Distribution Hub at Tartus
A primary assembly and distribution center for Russian goods is to be established at the port of Tartus on Syria's Mediterranean coast. The plan was announced on 6 June 2026 at a meeting held in the port city, attended by the prospective center's director alongside Russian officials.
The center is intended to receive, clear through customs, store, and redistribute Russian strategic goods, giving Syria a managed channel for imports and a fixed logistics point on the eastern Mediterranean.
A Regular Line From Novorossiysk
Organizers said the hub would be linked by a regular shipping line to the Russian Black Sea port of Novorossiysk, with cargo moving on a scheduled basis rather than through one-off shipments.
Beyond the domestic market, the center is meant to act as a re-export point for neighboring economies, with goods directed toward Iraq, Jordan, and Gulf Arab states.
Partners and Financing
The project brings together a Syrian-Russian business council, a Syrian limited-liability trading company, and an investment firm linked to the country's sovereign wealth investment arm.
The council's chairman, Louay Youssef, said the center would handle marketing and sales of the goods both locally and across the region. Backers said the logistics operation would receive "complete and unlimited support."
Council Back in Operation
The business council resumed its activity on 25 December 2025, after a suspension of roughly a year that had frozen much of the formal commercial channel between the two countries.

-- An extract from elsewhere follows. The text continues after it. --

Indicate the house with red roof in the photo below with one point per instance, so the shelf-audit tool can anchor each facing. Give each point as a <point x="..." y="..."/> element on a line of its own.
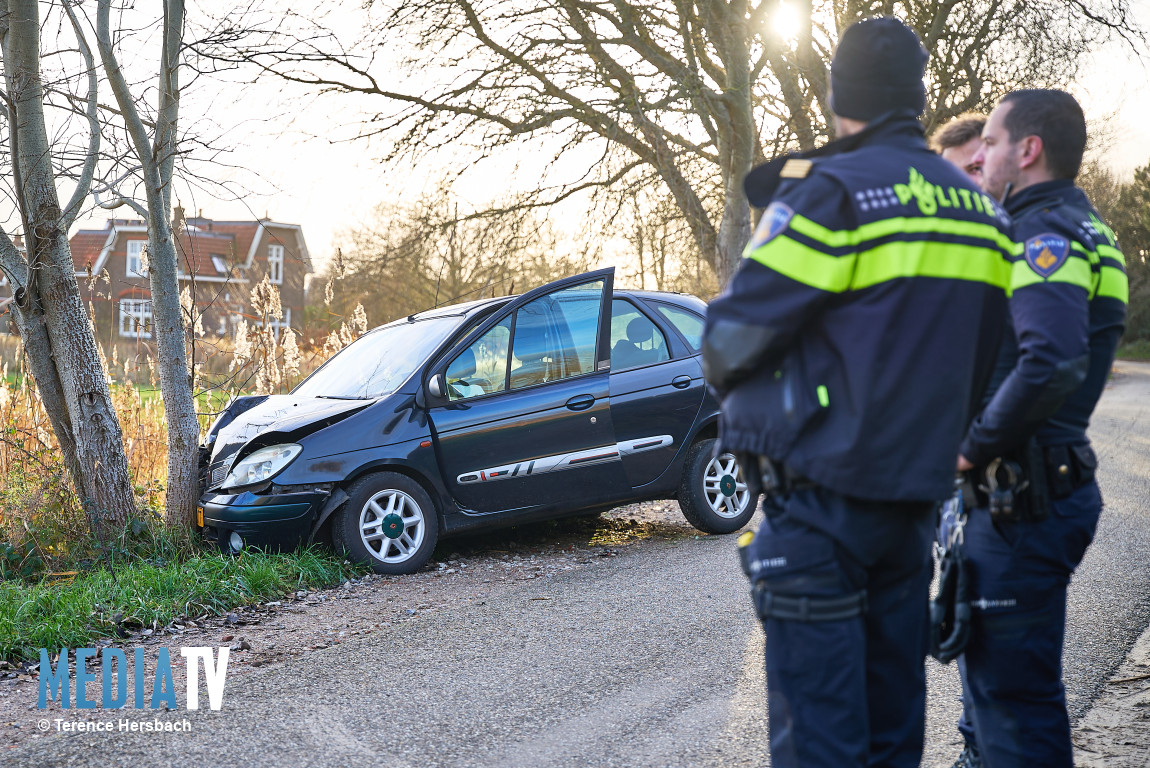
<point x="220" y="262"/>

The new center is presented as one of the first concrete steps since that restart, shifting cooperation from talks toward standing trade infrastructure.
What the Hub Signals
A permanent distribution point tied to a scheduled maritime line points to an effort to place bilateral trade on a more predictable footing and to position Tartus as a regional gateway.
How much volume the hub ultimately moves will depend on demand in Syria and neighboring markets, and on the wider commercial and regulatory environment shaping the country's foreign trade.